Monday, 24 November 2014

It's that time again.

I'm still here battling against my addiction. After smoking my way through the Summer and eventually going back to the needle things seem to have settled down a bit. The last blast I had was a couple of weekends ago, a typical binge that lasted for three days, only really ending because I ran out of money.
Life is kind of plodding along at the moment, work is steady and as long as I don't go on endless benders and get a handle on my drinking life will continue to plod on. However, I know deep down that life is never going to progress into anything remotely satisfying or fulfilling until I take that final step out of addiction. My methadone use is now back to my prescribed level of 40mls which in the scheme of things is relatively low.

When I first started blogging about my addiction there were quite a few us here writing about our struggles with heroin/methadone but now posts seem to be few and far between. More and more often I find myself reading blogs by parents of addicts which has given me an insight into what I put my parents through.
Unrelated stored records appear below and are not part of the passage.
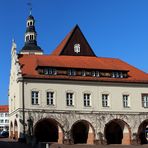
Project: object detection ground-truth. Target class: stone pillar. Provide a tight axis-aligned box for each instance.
[94,132,107,145]
[131,133,139,145]
[58,126,63,144]
[63,131,73,144]
[122,126,131,145]
[87,125,95,144]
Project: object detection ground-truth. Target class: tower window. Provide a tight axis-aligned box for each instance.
[26,36,29,41]
[30,35,34,40]
[30,21,33,26]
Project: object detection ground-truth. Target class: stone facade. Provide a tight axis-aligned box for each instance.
[8,15,148,145]
[12,109,148,144]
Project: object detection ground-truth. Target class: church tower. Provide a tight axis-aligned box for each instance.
[20,14,43,55]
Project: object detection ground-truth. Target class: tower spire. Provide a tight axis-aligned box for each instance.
[20,4,43,55]
[27,0,32,15]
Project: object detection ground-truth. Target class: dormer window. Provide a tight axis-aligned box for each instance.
[43,68,57,75]
[112,71,125,78]
[68,69,76,76]
[81,70,86,76]
[92,71,100,77]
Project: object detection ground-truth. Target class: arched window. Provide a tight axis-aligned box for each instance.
[26,36,29,41]
[30,21,33,26]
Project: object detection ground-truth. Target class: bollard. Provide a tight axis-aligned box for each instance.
[46,143,49,148]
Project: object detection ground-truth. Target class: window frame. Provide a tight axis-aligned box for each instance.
[68,69,76,76]
[142,94,148,108]
[102,94,109,107]
[31,90,39,105]
[83,93,91,107]
[43,68,57,75]
[123,94,130,108]
[66,92,74,106]
[46,91,55,106]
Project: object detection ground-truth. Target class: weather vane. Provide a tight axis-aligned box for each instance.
[27,0,32,15]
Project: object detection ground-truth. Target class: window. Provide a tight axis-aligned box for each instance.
[30,35,34,40]
[5,113,8,117]
[0,120,4,123]
[81,70,86,76]
[84,93,91,107]
[5,119,9,123]
[68,69,76,76]
[123,95,130,108]
[47,92,54,105]
[31,91,39,105]
[92,71,99,77]
[66,93,74,106]
[74,43,80,53]
[102,94,109,107]
[26,36,29,41]
[43,68,57,75]
[30,21,33,26]
[112,71,124,78]
[142,94,148,108]
[0,113,4,117]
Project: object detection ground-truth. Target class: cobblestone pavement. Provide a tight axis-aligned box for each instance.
[0,138,148,148]
[0,138,32,148]
[50,143,148,148]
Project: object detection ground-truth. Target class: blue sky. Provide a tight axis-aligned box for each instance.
[0,0,148,105]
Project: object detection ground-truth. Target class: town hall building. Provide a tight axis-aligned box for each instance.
[9,14,148,145]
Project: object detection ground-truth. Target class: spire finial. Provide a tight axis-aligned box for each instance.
[27,0,32,15]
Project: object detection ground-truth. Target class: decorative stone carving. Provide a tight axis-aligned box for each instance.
[22,110,148,145]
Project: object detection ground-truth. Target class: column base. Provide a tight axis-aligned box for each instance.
[63,139,73,144]
[94,139,107,145]
[131,139,139,145]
Similar stories from around the world from parents who's lives have been turned upside down, learning the hard way lessons that can only be taught through experience.

After twenty years of addiction I have gone through many different stages of use, I'm what some people refer to as a functioning addict, but sometimes I feel as though I'm just perpetuating my own misery because I've gotten to the stage where I'm sick and tired of the stagnation I'm drowning in. My usual way of dealing with these feelings is to use and blot them out but the drugs don't work any more. So I think it's time I have another go at cleaning up my act.